“Satélites de órbita baixa devem revolucionar infraestrutura de dados”

Marcelo Leite, diretor de Portfolio e Estratégia da Sencinet (arquivo pessoal)

Diretor de Portfólio e Estratégia da empresa de tecnologia Sencinet, que usa satélites para implantar redes de comunicação, Marcelo Leite acredita que estamos perto de ver os satélites de órbita baixa (LEO, na sigla em inglês – Low Earth Orbit) massificarem o uso da Internet de alta velocidade, e que a redução de custos das antenas (hoje, o maior entre os equipamentos de terra) será fundamental para isso: “Esta redução deve demorar poucos anos para acontecer e poder massificar o uso deste serviço”. Em entrevista ao Geocracia, Leite, que tem mais de 20 anos de experiência no mercado de telecomunicações, mostra-se otimista em relação à indústria aeroespacial brasileira e comenta declaração em artigo recente, quando chamou de “balão de ensaio”, o anúncio de uma parceria entre a Starlink de Elon Musk e o governo brasileiro para usar LEOs e levar Internet a zonas remotas, como a Amazônia. Só na sexta feira (28), A Agência Nacional de Telecomunicações (Anatel) deu aval aos pedidos da Starlink e da Swarm para operar LEOs no Brasil,

Essa não era para ser uma boa notícia?

Me referi a um balão de ensaio porque a notícia atraiu a atenção da mídia, alavancada pela popularidade de Elon Musk e pela expectativa da chegada da Starlink. Apesar de demonstrar uma intenção muito boa e que beneficiaria as áreas mais remotas do Brasil, ao levar Internet de mais alta capacidade, esse anuncio não resultou em nenhuma ação concreta. Nenhum acordo foi assinado e nem mesmo a outorga para que Starlink possa prestar serviços no Brasil tinha sido concedida, fato que aconteceu agora nesta 6ª feira. Esta licença permite que que a Starlink comece sua operação comercial no país. O ideal seria que o governo brasileiro fosse o primeiro cliente, desenvolvendo programas sociais. Espero que ações neste sentido sejam anunciadas em breve.

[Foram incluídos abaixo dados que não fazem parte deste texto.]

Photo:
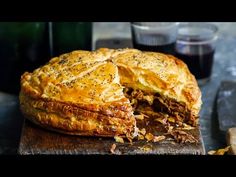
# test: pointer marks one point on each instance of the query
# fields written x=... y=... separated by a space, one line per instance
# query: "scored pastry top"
x=98 y=77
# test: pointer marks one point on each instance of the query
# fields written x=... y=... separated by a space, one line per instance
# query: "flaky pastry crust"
x=81 y=92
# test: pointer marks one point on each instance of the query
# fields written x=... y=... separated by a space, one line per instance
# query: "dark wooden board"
x=36 y=140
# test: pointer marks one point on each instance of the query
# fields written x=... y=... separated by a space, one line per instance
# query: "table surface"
x=224 y=68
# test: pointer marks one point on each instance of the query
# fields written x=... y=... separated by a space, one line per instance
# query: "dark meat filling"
x=155 y=104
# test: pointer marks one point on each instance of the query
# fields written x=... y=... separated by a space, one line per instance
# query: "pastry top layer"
x=98 y=77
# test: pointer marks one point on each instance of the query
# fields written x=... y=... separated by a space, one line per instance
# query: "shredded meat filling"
x=172 y=115
x=157 y=103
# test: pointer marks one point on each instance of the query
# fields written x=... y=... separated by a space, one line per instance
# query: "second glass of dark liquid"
x=154 y=36
x=195 y=45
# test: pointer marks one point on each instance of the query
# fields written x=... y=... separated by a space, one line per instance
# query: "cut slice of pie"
x=97 y=93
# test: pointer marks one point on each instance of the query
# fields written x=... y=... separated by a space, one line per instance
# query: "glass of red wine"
x=154 y=36
x=195 y=45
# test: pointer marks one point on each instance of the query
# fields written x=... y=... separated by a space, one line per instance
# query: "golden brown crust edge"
x=180 y=84
x=75 y=122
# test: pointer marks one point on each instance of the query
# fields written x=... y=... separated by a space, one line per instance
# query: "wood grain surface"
x=36 y=140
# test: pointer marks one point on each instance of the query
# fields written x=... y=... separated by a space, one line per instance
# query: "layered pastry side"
x=100 y=93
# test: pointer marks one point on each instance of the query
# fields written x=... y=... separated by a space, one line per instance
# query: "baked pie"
x=100 y=93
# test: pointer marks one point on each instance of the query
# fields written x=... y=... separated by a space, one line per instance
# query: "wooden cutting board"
x=36 y=140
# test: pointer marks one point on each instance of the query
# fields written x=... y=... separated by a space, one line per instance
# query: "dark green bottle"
x=69 y=36
x=24 y=46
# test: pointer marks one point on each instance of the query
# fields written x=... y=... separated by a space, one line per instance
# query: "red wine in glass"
x=199 y=58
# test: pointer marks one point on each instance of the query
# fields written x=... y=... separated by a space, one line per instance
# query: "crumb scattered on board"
x=113 y=147
x=219 y=151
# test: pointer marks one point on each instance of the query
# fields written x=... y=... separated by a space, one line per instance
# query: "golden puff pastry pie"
x=98 y=93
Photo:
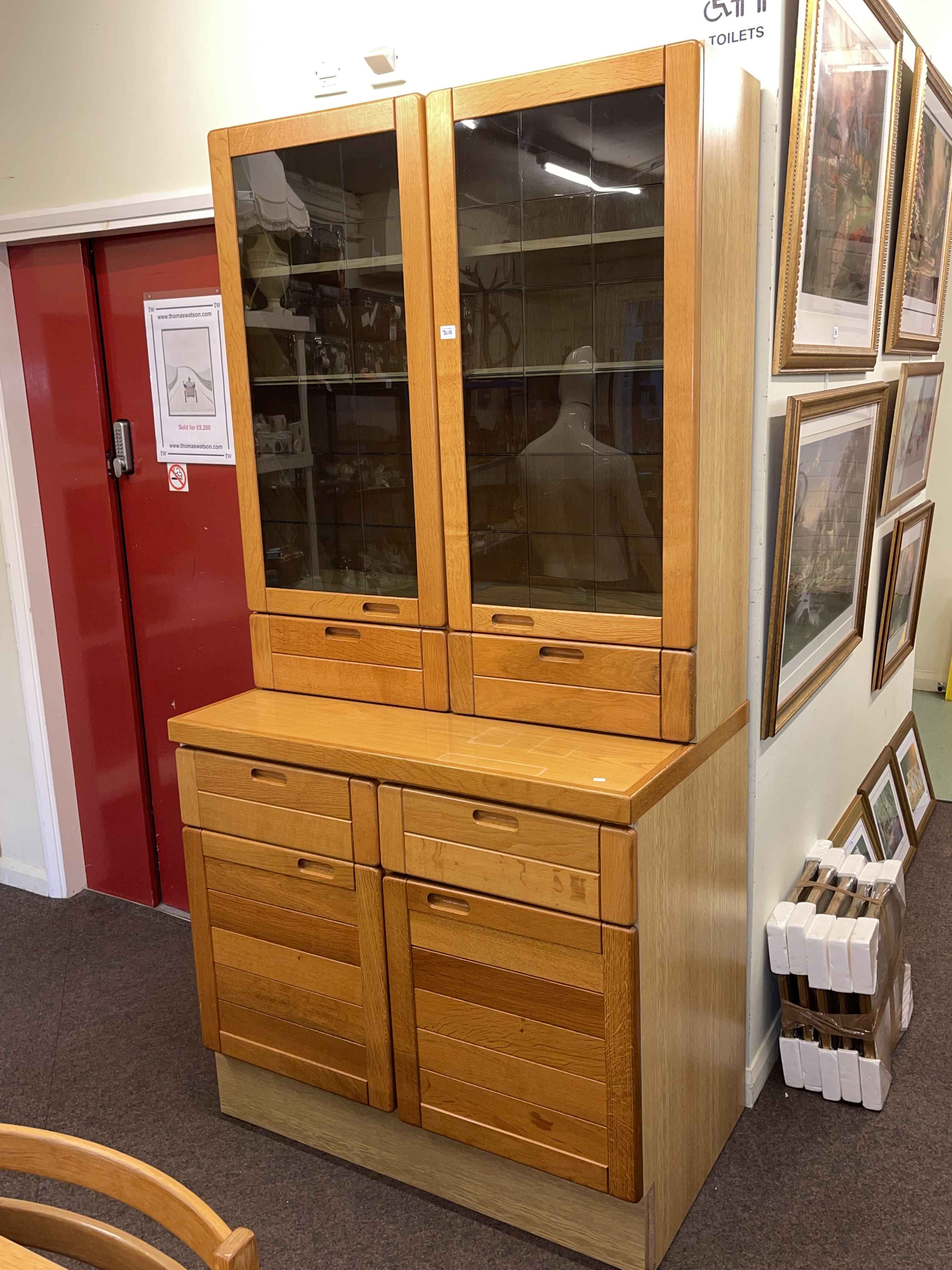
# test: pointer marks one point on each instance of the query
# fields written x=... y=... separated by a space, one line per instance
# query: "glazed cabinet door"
x=323 y=242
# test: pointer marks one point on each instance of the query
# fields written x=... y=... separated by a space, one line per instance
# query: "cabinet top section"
x=602 y=778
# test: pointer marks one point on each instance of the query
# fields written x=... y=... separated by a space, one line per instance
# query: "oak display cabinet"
x=324 y=261
x=492 y=375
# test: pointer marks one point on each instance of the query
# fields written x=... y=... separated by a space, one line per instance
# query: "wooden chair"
x=25 y=1226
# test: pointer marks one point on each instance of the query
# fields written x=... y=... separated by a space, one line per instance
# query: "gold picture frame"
x=913 y=432
x=899 y=615
x=829 y=489
x=925 y=234
x=830 y=286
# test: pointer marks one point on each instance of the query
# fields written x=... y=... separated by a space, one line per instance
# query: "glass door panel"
x=560 y=221
x=326 y=323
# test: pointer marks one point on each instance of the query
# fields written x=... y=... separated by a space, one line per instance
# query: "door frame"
x=25 y=543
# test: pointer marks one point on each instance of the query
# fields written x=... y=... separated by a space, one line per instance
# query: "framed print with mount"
x=832 y=455
x=907 y=747
x=884 y=794
x=856 y=832
x=925 y=234
x=840 y=186
x=904 y=590
x=913 y=431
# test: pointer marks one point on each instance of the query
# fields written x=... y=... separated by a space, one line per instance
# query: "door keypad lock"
x=122 y=449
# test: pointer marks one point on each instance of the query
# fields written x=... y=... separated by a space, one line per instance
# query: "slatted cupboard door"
x=516 y=1030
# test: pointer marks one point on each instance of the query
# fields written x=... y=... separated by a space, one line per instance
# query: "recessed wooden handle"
x=449 y=903
x=262 y=774
x=315 y=869
x=562 y=655
x=497 y=820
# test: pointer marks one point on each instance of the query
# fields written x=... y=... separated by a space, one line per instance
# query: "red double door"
x=148 y=583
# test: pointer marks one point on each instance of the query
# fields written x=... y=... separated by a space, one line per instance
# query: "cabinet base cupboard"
x=468 y=869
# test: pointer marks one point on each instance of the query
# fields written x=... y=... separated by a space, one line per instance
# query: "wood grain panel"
x=295 y=1005
x=511 y=1034
x=631 y=714
x=624 y=1063
x=276 y=784
x=390 y=685
x=334 y=940
x=592 y=666
x=619 y=876
x=461 y=672
x=188 y=785
x=531 y=882
x=289 y=966
x=411 y=112
x=557 y=624
x=617 y=74
x=488 y=1068
x=376 y=994
x=539 y=1000
x=400 y=971
x=303 y=832
x=201 y=938
x=514 y=1116
x=296 y=1068
x=346 y=642
x=316 y=1047
x=436 y=672
x=682 y=342
x=390 y=809
x=366 y=821
x=501 y=915
x=502 y=828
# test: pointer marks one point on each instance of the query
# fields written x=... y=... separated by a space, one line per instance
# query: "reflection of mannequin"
x=570 y=498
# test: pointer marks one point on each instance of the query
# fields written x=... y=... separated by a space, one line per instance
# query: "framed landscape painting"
x=904 y=590
x=921 y=266
x=907 y=747
x=913 y=431
x=829 y=486
x=840 y=186
x=885 y=799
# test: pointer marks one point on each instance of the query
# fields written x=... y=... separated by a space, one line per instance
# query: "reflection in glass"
x=562 y=286
x=322 y=263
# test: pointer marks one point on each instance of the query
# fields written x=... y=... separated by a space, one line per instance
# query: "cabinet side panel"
x=692 y=952
x=728 y=295
x=239 y=385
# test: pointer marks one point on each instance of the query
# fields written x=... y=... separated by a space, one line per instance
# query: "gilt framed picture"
x=907 y=747
x=840 y=186
x=829 y=487
x=885 y=799
x=922 y=256
x=856 y=832
x=903 y=592
x=913 y=431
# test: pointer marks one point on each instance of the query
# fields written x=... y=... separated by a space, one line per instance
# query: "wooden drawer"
x=517 y=1030
x=573 y=867
x=291 y=963
x=397 y=666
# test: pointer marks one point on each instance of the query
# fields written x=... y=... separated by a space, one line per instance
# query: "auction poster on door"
x=190 y=376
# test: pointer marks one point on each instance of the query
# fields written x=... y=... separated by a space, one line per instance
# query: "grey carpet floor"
x=99 y=1038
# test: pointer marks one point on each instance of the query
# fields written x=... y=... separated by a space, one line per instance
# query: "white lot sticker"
x=190 y=379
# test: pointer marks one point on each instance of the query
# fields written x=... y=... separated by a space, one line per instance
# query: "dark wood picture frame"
x=909 y=370
x=884 y=666
x=888 y=761
x=802 y=409
x=905 y=728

Como você vê o papel da Anatel nessa aprovação?

Como órgão regulador e que precisa zelar pela qualidade do serviço, isonomia e competitividade no setor de telecomunicações, a Anatel está diante de um grande desafio. A tecnologia dos LEOs é muito recente e inovadora e apresenta características e recursos diferentes dos satélites tradicionais. No caso de frotas do porte da Starlink, a Anatel precisa analisar critérios e condições para permitir a coexistência harmoniosa de outras frotas de satélite que venham a se estabelecer e operar no Brasil no futuro. Em sendo o primeiro processo de análise de frotas deste porte, é natural que seja mais lento, pois parte desta análise está sendo feita pela primeira vez. Um fato que corrobora que estes critérios e condições ainda não estão bem claros e definidos é que a licença de operação da Starlink é válida até 2027, período em que será novamente avaliada. Com um prazo mais curto, a Anatel espera poder revisar pontos que não tenham sido considerados nesta análise de agora.

Quais as vantagens dos LEOs, como os fornecidos pela Starlink e Oneweb?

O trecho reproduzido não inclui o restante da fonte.